Divorce and child support

Facts to consider

  • Divorce and child support will never end the legal obligation for child support. Each parent, although separated, still retains a legal responsibility to provide adequate support until the child reaches the age of emancipation. Within divorce and child support, the legal duties of support are based upon the needs of the child in conjunction with the abilities of the parents as dictated by income and assets owned.
  • The courts generally focus on income after taxes, and support is rarely the sole responsibility of the non-custodial parent, because it is understood that the main job of the custodial parent is to provide a sufficient household.
  • Divorce and child support is an effort to obtain fair distribution of financial responsibility, to enable the children to live in a manner similar to what existed before the divorce. There are many different variables to be taken into consideration, and it must be remembered that all situations are unique.
  • The one common denominator all parents should have is the desire to provide for “the best interests of the child ”. As in a custody battle, the court will have the final say in all matters. Thus, again, an out of court agreement (e.g. mediation is often the best measure to guard against the unexpected. The court makes the final decision, thus assumes full responsibility in order to permanently safeguard the child against acute or chronic feelings of guilt.

Child support decisions

In divorce, child support does not have to be decided by the court. A pre-trial agreement is often awarded by the court. Otherwise the court will refer to state guidlines to determine the amount of support.

It is each parent's responsibility to explain any and all circumstantiating unique situations to the respective attorneys.
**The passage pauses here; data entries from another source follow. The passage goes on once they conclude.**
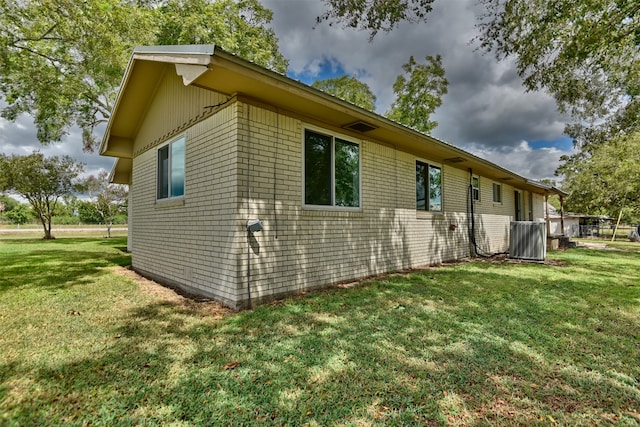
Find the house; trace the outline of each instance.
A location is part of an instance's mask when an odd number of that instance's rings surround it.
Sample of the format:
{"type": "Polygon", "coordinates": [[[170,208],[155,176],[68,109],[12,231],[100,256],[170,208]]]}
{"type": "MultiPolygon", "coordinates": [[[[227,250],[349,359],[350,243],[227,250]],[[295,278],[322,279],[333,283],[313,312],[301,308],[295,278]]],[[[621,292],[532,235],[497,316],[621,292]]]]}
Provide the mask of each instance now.
{"type": "Polygon", "coordinates": [[[580,237],[580,215],[558,211],[552,205],[545,204],[548,212],[549,236],[580,237]]]}
{"type": "Polygon", "coordinates": [[[555,191],[210,45],[135,49],[100,153],[133,268],[234,309],[505,251],[555,191]]]}
{"type": "Polygon", "coordinates": [[[600,236],[602,227],[611,228],[612,218],[606,216],[565,213],[551,205],[545,209],[548,210],[549,236],[594,237],[600,236]]]}

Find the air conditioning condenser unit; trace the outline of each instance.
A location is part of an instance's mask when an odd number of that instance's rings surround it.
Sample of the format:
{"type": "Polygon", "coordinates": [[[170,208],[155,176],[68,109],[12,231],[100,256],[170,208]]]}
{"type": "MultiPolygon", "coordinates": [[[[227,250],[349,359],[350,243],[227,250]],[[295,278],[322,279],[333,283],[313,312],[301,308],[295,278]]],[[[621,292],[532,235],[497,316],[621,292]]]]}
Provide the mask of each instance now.
{"type": "Polygon", "coordinates": [[[547,256],[547,226],[538,221],[511,221],[509,257],[544,261],[547,256]]]}

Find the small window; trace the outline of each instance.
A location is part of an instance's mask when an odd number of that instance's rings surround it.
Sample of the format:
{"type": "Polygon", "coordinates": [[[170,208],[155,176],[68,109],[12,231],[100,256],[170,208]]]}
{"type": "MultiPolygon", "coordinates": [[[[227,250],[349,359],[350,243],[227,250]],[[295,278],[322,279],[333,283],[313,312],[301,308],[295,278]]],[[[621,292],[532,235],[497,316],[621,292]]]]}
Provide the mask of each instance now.
{"type": "Polygon", "coordinates": [[[480,201],[480,178],[475,175],[471,178],[471,194],[474,202],[480,201]]]}
{"type": "Polygon", "coordinates": [[[360,207],[360,146],[305,130],[304,203],[360,207]]]}
{"type": "Polygon", "coordinates": [[[493,183],[493,202],[502,203],[502,185],[493,183]]]}
{"type": "Polygon", "coordinates": [[[442,169],[416,161],[416,209],[442,212],[442,169]]]}
{"type": "Polygon", "coordinates": [[[184,136],[158,149],[158,200],[184,196],[184,150],[184,136]]]}

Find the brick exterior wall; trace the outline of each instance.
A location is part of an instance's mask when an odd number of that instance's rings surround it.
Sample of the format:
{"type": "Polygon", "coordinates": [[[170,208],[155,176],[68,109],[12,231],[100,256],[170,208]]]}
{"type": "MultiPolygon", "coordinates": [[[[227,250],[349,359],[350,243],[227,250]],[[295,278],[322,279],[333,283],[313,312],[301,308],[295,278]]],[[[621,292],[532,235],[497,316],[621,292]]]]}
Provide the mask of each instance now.
{"type": "MultiPolygon", "coordinates": [[[[198,107],[167,115],[226,99],[179,85],[168,73],[135,141],[129,237],[137,271],[240,309],[249,292],[256,304],[473,254],[468,171],[440,164],[444,211],[416,212],[415,162],[430,159],[346,135],[360,144],[361,208],[305,207],[305,121],[239,100],[206,113],[198,107]],[[185,195],[156,201],[157,147],[180,135],[186,138],[185,195]],[[249,219],[260,219],[263,231],[248,236],[249,219]]],[[[503,203],[495,204],[493,181],[481,177],[480,183],[478,246],[505,251],[514,188],[501,183],[503,203]]],[[[534,212],[543,216],[540,195],[534,195],[534,212]]]]}
{"type": "MultiPolygon", "coordinates": [[[[361,210],[308,208],[302,202],[302,146],[308,126],[259,106],[242,104],[238,112],[242,153],[238,172],[243,185],[247,183],[240,192],[240,217],[259,218],[264,224],[264,230],[253,236],[249,256],[252,299],[472,254],[467,171],[439,165],[444,212],[416,212],[415,162],[430,159],[347,135],[360,143],[361,210]]],[[[325,131],[337,136],[344,132],[325,131]]],[[[496,204],[493,181],[481,182],[483,200],[475,206],[478,246],[485,253],[506,251],[514,189],[502,183],[503,203],[496,204]]],[[[247,261],[240,265],[246,277],[247,261]]],[[[247,297],[241,287],[240,301],[247,297]]]]}

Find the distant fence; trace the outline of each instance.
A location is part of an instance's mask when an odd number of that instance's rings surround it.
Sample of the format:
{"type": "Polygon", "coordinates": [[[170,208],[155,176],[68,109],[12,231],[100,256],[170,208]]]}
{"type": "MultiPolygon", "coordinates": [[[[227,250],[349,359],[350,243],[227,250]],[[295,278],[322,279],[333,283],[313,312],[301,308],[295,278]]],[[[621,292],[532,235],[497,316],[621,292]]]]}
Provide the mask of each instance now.
{"type": "MultiPolygon", "coordinates": [[[[613,237],[613,231],[615,229],[615,225],[611,227],[601,226],[599,230],[592,230],[590,226],[580,226],[580,236],[581,237],[591,237],[591,238],[601,238],[601,239],[611,239],[613,237]],[[585,227],[584,230],[582,227],[585,227]]],[[[616,230],[616,239],[626,240],[629,236],[631,230],[636,229],[636,226],[632,225],[621,225],[616,230]]]]}

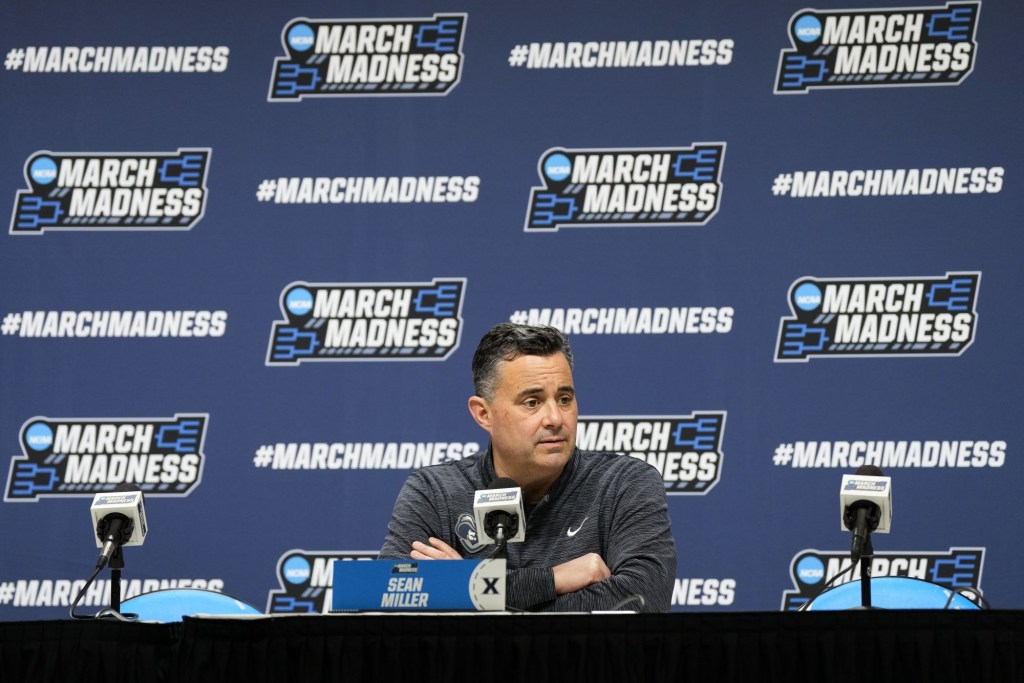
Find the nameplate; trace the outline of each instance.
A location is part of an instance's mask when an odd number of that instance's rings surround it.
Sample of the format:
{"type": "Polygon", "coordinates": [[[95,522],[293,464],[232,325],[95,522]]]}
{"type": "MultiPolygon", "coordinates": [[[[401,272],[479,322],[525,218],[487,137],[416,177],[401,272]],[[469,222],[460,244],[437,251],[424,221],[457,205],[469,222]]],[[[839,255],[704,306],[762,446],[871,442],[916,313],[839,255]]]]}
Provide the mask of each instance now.
{"type": "Polygon", "coordinates": [[[335,560],[331,611],[503,611],[505,560],[335,560]]]}

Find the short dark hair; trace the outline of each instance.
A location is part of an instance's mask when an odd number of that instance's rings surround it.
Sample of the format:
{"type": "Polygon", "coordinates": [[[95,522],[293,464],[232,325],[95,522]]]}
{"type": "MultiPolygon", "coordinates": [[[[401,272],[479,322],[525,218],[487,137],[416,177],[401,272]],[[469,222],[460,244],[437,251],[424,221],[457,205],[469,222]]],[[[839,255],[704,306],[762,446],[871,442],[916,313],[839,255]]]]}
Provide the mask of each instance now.
{"type": "Polygon", "coordinates": [[[561,330],[547,325],[498,323],[480,340],[473,354],[473,391],[488,401],[498,387],[498,365],[519,356],[561,353],[572,369],[572,349],[561,330]]]}

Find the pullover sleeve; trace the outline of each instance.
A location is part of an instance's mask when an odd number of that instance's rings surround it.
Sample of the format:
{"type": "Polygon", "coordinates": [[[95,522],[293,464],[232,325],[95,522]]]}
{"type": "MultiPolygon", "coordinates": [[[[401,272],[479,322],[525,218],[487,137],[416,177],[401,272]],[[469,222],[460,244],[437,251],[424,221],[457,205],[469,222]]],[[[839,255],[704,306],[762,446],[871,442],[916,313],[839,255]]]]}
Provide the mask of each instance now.
{"type": "Polygon", "coordinates": [[[395,509],[388,522],[388,534],[378,559],[398,560],[409,557],[412,542],[433,536],[458,548],[458,539],[449,525],[442,520],[449,518],[444,495],[438,495],[435,487],[422,472],[409,475],[395,500],[395,509]],[[443,509],[439,509],[439,506],[443,509]]]}

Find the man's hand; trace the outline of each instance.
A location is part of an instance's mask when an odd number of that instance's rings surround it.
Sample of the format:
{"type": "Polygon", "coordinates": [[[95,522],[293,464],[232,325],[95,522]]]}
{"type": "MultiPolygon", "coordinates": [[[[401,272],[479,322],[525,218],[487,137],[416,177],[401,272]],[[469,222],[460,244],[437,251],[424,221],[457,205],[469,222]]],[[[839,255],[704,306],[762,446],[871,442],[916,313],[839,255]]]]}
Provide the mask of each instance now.
{"type": "Polygon", "coordinates": [[[440,538],[434,538],[431,536],[429,539],[430,545],[421,543],[420,541],[412,542],[412,552],[409,553],[409,557],[414,560],[461,560],[462,555],[459,555],[455,551],[455,548],[451,547],[440,538]]]}
{"type": "Polygon", "coordinates": [[[578,591],[590,584],[604,581],[612,575],[608,565],[597,553],[587,553],[575,560],[564,562],[555,566],[553,571],[556,595],[578,591]]]}

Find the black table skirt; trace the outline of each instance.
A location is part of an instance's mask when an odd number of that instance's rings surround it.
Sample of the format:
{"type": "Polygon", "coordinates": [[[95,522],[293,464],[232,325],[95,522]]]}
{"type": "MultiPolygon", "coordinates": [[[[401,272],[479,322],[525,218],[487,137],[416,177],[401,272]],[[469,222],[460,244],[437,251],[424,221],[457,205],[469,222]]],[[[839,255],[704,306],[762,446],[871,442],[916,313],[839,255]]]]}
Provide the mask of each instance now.
{"type": "Polygon", "coordinates": [[[1021,681],[1024,612],[0,622],[0,681],[1021,681]]]}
If this does not take place the needs of the child are not reached, and the child becomes a victim.

It is the job of the parents, with the help of their attorneys, to iron out a reasonable agreement.

An agreement reached prior to trial is almost always a more successful one, because it is the parents who best understand the specific needs and capabilities of the family members.

When negotiating divorce and child support issues with your attorney and/or opposing party, keep in mind these factors that the judicial system takes into consideration:

  • The quality of lifestyle the child would have most likely experienced had the divorce not taken place.
  • The financial resources of each parent and that of the child's.
  • The age and health of each parent.
  • The income and earning capabilities of each parent.
  • The willingness both parents demonstrate to allow visitation.
  • The impact on each parent maintaining two households.
  • The child's educational needs, higher education not withstanding.
  • The age and health of the child.
  • The possibility of the child obtaining employment.
  • The tax liabilities of each parent.
  • The desire on the part of each parent to have sole or joint custody.
  • The employment stability and potential of each parent.